Tout fout le camp !

Je suis vieux. C’est décidé, ce lundi 26 juin 2006, je suis devenu vieux. C’est incontestable. Dès l’instant où ma vie a basculé dans ce 26e jour du 6e mois de 2006 les choses ont changé du tout au tout. Sans tomber dans le syndrome de Peter Pan, aussi tentant que le côté obscur de ma force, je regrette infiniment ma jeunesse dejà si loin.

Plus le temps passe, plus je me rends compte que malgré tout le rabâchage incessant de notre société consumériste (à laquelle j’adhère évidemment à force de formatage ininterrompu et ce malgré l’absence de récepteur télévisuel à mon domicile), ce n’est pas ni l’argent ou les biens qui sont les choses les plus précieuses ; pas plus que ce que défendent les films moralisateurs prosélytes hollywoodiens comme l’amour, la liberté ou je ne sais encore trop quelle connerie : c’est le temps !

Déjà parce qu’avec le temps tout s’en va ! Ça c’est une preuve déjà, et c’est pas moi qui le dit, c’est Léo (le grand, pas Legrand).

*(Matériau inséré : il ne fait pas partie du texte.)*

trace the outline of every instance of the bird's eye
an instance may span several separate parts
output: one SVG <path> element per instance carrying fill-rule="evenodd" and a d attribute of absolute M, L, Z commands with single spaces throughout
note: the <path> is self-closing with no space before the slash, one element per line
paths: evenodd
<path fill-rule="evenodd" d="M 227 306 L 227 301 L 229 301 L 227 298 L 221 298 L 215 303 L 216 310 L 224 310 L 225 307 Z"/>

Ensuite comme dit Georges, le temps ne fait rien aux affaires, l’argent c’est là où pas, ça n’arrive pas seul ! Quand à l’amour, tout le monde sait que le temps de l’amour c’est long et c’est court, en gros on en sait rien et quand on sait pas, on ferme sa gueule et on réfléchit. Bref : tout fout le camp, sans concentration !

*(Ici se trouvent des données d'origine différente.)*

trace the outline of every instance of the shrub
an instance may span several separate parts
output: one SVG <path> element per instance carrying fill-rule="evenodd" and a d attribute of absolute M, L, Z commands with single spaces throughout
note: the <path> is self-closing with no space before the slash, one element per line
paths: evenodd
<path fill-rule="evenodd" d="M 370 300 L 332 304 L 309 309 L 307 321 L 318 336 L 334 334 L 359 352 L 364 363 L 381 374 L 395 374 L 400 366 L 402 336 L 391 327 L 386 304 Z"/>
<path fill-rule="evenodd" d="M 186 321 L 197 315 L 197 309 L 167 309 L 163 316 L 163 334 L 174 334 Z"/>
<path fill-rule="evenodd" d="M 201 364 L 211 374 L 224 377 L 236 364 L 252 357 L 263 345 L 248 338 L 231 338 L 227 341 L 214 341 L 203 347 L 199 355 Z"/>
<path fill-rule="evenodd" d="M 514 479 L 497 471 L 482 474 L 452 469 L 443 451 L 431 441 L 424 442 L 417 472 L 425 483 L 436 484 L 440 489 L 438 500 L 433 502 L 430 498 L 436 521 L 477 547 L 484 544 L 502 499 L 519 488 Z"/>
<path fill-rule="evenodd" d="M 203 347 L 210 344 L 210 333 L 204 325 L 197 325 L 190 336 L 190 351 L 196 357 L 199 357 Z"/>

Je me dois de l’avouer, je regrette ma jeunesse. On dit qu’il ne faut rien regretter, et c’est vrai, sinon on passerait tout le reste de sa vie à blafarder ce que l’on a déjà brûlé, à commencer par mes doigts en faisant cuire le bifteak ce midi. Je découvre avec amertume, déception mais surtout ironie toute la sagesse de l’enseignement de mes parents, qu’à l’instar de n’importe quel enfant je taxais de radotage ou de je ne sais quel mal de la sénilité que j’ai désormais moi même malencontreusement atteint. Pourtant ils avaient raison : se coucher après le film sur soir, insister pour payer l’addition sur restaurant, apporter des fleurs et une bouteille de vin quand on est invité quelque part, se lever le matin pour travailler et surtout apprendre. Je regrette le lycée, je regrette le collège, la pitite école primaire de Saint-Menges.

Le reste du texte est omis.